Just wanted to give you a quick update on my project where we resurrected a long lost opera and made a funny documentary film about the adventure.

In the last two months we screened the film in five festivals from coast to coast (that’s a lot of Fs!). Here’s some photos from our recent adventures:

Along the way the film won three new awards:

  • Audience Choice Award – Nederland Music Film Festival
  • Best Documentary Feature – Georgia Latino Film Festival
  • Committee Choice Award – Tulipanes Film Festival
  • By the way, I’m doing a project where I take a photo every day this year and post it to my Instagram if you have any interest in following along.

    One of the most meaningful experiences I had on the road with the film was when an audience member approached me after a screening and told me “You know, I really wasn’t sure about this whole opera music thing when my friend dragged me to this screening…”

    I laughed and assured her that I completely understood where she was coming from and that I was pretty skeptical of “the whole opera music thing” when I started this project way back in 2013. She replied “But you know what? When I saw the end of the film when they were performing it, I was really getting into it!” We took a goofy selfie on her phone and said goodbye.

    In other news…

    My fellow documentary filmmaker Tristan Hanson and I also did 2 more screenings of our other new documentary Blueprint for Bronzeville about affordable homeownership in a historic African American neighborhood. We ended up winning the Best Feature Award at The Collected Voices Film Festival!

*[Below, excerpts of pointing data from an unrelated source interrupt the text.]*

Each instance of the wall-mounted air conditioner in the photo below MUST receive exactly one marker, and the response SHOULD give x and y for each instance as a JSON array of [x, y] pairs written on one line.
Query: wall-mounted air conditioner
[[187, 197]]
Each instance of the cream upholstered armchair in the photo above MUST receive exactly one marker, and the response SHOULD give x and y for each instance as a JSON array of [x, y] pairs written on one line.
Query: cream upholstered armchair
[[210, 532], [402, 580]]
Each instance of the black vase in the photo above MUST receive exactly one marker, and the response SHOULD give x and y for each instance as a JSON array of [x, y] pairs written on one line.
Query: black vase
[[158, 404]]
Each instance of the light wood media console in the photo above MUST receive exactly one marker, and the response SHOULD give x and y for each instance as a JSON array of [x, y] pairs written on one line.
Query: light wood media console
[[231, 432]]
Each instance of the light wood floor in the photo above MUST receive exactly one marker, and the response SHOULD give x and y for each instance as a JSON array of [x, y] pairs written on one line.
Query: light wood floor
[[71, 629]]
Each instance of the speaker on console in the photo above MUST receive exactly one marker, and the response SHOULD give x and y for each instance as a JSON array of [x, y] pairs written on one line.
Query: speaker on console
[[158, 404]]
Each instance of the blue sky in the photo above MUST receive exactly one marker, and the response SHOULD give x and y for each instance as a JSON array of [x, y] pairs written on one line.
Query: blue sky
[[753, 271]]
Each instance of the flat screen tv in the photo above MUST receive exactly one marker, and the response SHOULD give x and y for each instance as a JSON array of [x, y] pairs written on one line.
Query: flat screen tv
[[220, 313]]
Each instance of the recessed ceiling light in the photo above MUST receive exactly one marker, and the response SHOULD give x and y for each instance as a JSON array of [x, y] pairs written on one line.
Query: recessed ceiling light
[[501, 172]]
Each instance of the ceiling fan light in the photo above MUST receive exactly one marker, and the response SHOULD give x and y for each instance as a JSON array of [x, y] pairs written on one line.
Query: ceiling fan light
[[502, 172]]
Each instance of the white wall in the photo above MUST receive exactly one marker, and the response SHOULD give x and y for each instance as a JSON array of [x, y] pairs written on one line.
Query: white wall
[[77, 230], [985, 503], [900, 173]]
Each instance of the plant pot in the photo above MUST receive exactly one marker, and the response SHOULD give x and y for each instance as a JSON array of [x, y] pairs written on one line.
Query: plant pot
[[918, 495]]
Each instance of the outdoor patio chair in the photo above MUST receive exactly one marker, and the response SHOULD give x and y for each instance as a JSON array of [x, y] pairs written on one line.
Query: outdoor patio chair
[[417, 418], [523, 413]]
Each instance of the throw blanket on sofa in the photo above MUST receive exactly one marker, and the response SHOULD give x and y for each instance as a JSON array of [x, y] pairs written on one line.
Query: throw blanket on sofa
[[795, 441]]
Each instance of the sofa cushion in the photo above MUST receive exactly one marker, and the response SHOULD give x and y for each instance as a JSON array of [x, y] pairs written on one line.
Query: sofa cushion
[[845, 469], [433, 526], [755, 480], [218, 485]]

    The activist group we filmed in the movie is also starting to use the documentary as an organizing tool at church screenings in their community which is very exciting. I think this particular film has a great destiny in academia too so we’re starting to talk with professors about using the film in their classrooms.

    Signing off until next time,

    P.S. – If you have other ideas about where to screen either film, just contact me and we’ll make it happen. We’ve already gotten some good referrals and connections from this PS that I include at the bottom of every update.

    Our little documentary that could hits the road


    Happy Hispanic Heritage Month!

    Thanks for the support you’ve given my weird project where we resurrected a long lost opera and made a funny documentary film about the adventure.

    In the next few weeks our little documentary that could will be shown at 5 film festivals from coast to coast. (This is kind of a big deal for me and I’m a little nervous about it.)

    Here’s the full list of September screenings:

    San Francisco Latino Film Festival – Saturday, Sept 16
    Nederland Film Festival, Colorado – Saturday, Sept 16
    Tulipanes Latino Art & Film Festival, Michigan – Thursday, Sept 21
    Georgia Latino Film Festival, Atlanta – Sunday, Sept 24
    Boston Latino Film Festival – Friday, Sept 29

    I’ll be at the San Francisco, Boston and Michigan screenings in person to do Q&As after the film, the first time I’ve hit the road with a film. Please consider forwarding info about these screenings to anybody that you know in these cities who you think might be interested! Just send them to andinalives.com/screenings where they can watch a trailer video and buy tickets.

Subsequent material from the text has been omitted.